Per essere precisi, è quel ‘clic’ che fanno due persone quando smettono di recitare, di trattenersi, di pensare a come dovrebbe comportarsi per piacere all’altr*… e iniziano semplicemente ad essere loro stesse al 100%. Senza sovrastrutture. È lì che comincia l’affinità profonda, quella che non si misura con la durata della relazione o con la frequenza dei “ti amo”, ma con la libertà, la naturalezza e la complicità che si crea quando ci si sente pienamente accettati. Essere affiatati non significa solo capirsi con uno sguardo o completarsi le frasi. Significa riuscire a creare un linguaggio proprio, fatto di gesti imperfetti, battute condivise, desideri che si scoprono senza giudizio e piccoli rituali solo vostri. Anche – e soprattutto – sotto le lenzuola.
E perché no, partiamo proprio dal sesso. Che spoiler, non c’entra nulla con quello che si vede nei film. Non è patinato, non è tutto estetica e performance, e non ha bisogno di sceneggiature. Quando due persone sono veramente in sintonia, il sesso può essere tenero, buffo, sincero, anche imbarazzante, ma sempre profondamente vero. E questa verità è molto più eccitante di qualsiasi fantasia. È nel ridere insieme se qualcosa va storto. Nel lasciarsi andare senza ansie da prestazione. Nel non sentirsi mai fuori posto, nemmeno nei momenti più strani o improvvisi.

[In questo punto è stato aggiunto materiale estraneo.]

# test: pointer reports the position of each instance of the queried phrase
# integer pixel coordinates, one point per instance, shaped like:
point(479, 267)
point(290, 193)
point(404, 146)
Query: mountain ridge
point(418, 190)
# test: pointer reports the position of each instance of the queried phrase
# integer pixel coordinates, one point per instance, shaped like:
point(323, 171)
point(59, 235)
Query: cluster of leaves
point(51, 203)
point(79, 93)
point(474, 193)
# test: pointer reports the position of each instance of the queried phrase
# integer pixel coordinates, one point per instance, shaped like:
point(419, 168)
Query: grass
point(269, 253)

E arriviamo, così, al secondo elemento che fa nascere la vera magia, ovvero lo scoprire cosa piace all’altr* e nel volerlo fare – non per dovere, ma per desiderio di far star bene l’altr*, per generosità, per intimità. Non esistono regole valide per tutt*: ogni coppia ha la propria mappa del piacere, i propri tempi, i propri giochi. Le coppie affiatate non indovinano, ma chiedono, osservano, ascoltano. E si evolvono insieme. Perché ciò che ti accende oggi, domani potrebbe non bastarti più. E allora si cerca, si esplora, si cambia… insieme.

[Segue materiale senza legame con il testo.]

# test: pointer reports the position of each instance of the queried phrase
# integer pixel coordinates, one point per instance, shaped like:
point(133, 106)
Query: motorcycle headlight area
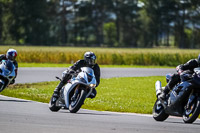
point(92, 85)
point(82, 79)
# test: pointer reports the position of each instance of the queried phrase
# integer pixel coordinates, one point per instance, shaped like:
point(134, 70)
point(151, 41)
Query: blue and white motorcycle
point(182, 101)
point(82, 82)
point(7, 73)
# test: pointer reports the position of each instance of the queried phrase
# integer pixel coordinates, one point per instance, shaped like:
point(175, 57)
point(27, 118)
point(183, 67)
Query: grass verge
point(104, 66)
point(132, 94)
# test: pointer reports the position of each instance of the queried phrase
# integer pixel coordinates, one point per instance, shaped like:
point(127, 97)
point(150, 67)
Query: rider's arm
point(97, 73)
point(77, 65)
point(190, 65)
point(2, 56)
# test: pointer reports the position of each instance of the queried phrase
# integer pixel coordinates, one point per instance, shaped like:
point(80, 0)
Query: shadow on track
point(88, 113)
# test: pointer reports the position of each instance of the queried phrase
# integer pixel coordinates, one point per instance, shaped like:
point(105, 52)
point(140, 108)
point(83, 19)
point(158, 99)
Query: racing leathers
point(3, 57)
point(185, 72)
point(67, 75)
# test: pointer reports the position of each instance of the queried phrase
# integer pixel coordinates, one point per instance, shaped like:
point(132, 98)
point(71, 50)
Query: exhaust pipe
point(158, 86)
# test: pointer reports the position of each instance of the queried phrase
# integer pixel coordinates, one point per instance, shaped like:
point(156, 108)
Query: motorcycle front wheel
point(52, 105)
point(191, 113)
point(159, 112)
point(76, 104)
point(1, 87)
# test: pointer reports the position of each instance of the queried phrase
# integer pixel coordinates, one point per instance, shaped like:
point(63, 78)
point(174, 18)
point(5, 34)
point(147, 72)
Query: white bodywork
point(84, 74)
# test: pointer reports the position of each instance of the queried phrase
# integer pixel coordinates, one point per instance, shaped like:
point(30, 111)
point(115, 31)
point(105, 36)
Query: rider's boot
point(162, 96)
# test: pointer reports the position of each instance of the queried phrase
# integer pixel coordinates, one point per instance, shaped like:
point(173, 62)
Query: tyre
point(76, 104)
point(191, 113)
point(52, 105)
point(159, 112)
point(1, 87)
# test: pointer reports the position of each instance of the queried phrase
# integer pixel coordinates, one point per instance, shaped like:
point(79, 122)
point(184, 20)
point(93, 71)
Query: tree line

E se c’è una cosa che solo le coppie affiatate sanno, è che saltare i preliminari equivale, spesso, a saltare la parte migliore del film. Perché i preliminari non sono solo la preparazione al sesso, sono il sesso. Sono lo spazio in cui si costruisce il desiderio, in cui ci si guarda, ci si provoca, ci si accende piano. Ogni tocco, ogni parola, ogni sguardo diventa parte della danza. E chi ha fretta spesso si perde tutta la magia.

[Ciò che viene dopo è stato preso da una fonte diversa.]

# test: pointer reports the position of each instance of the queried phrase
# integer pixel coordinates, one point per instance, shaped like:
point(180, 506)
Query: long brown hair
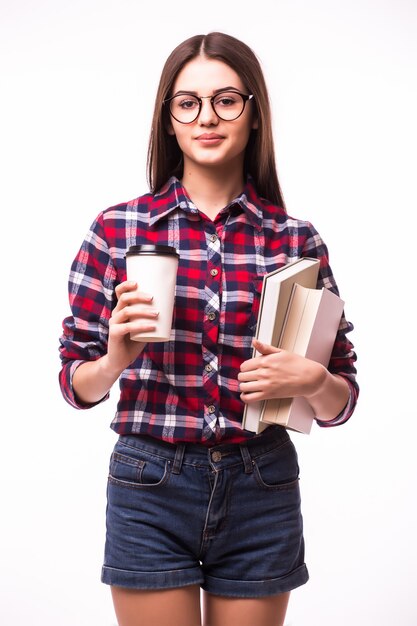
point(164, 154)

E poi c’è quella cosa che nessuno dice, ma che chi ha raggiunto una vera intimità conosce bene: a letto si ride. Si ride dei rumori del sesso, dei movimenti goffi, dei capelli negli occhi, degli slip lanciati male. Perché non c’è più vergogna. Perché la complicità abbatte il pudore, e trasforma ogni piccolo momento fuori copione in qualcosa di vostro, solo vostro. Le coppie affiatate non hanno paura di sembrare ridicole, perché sanno che nell’intimità più sincera c’è anche spazio per l’ironia, per il gioco, per la leggerezza.
E voi? Vi siete mai sentiti così liberamente imperfetti con qualcuno da ridere insieme… anche tra le lenzuola?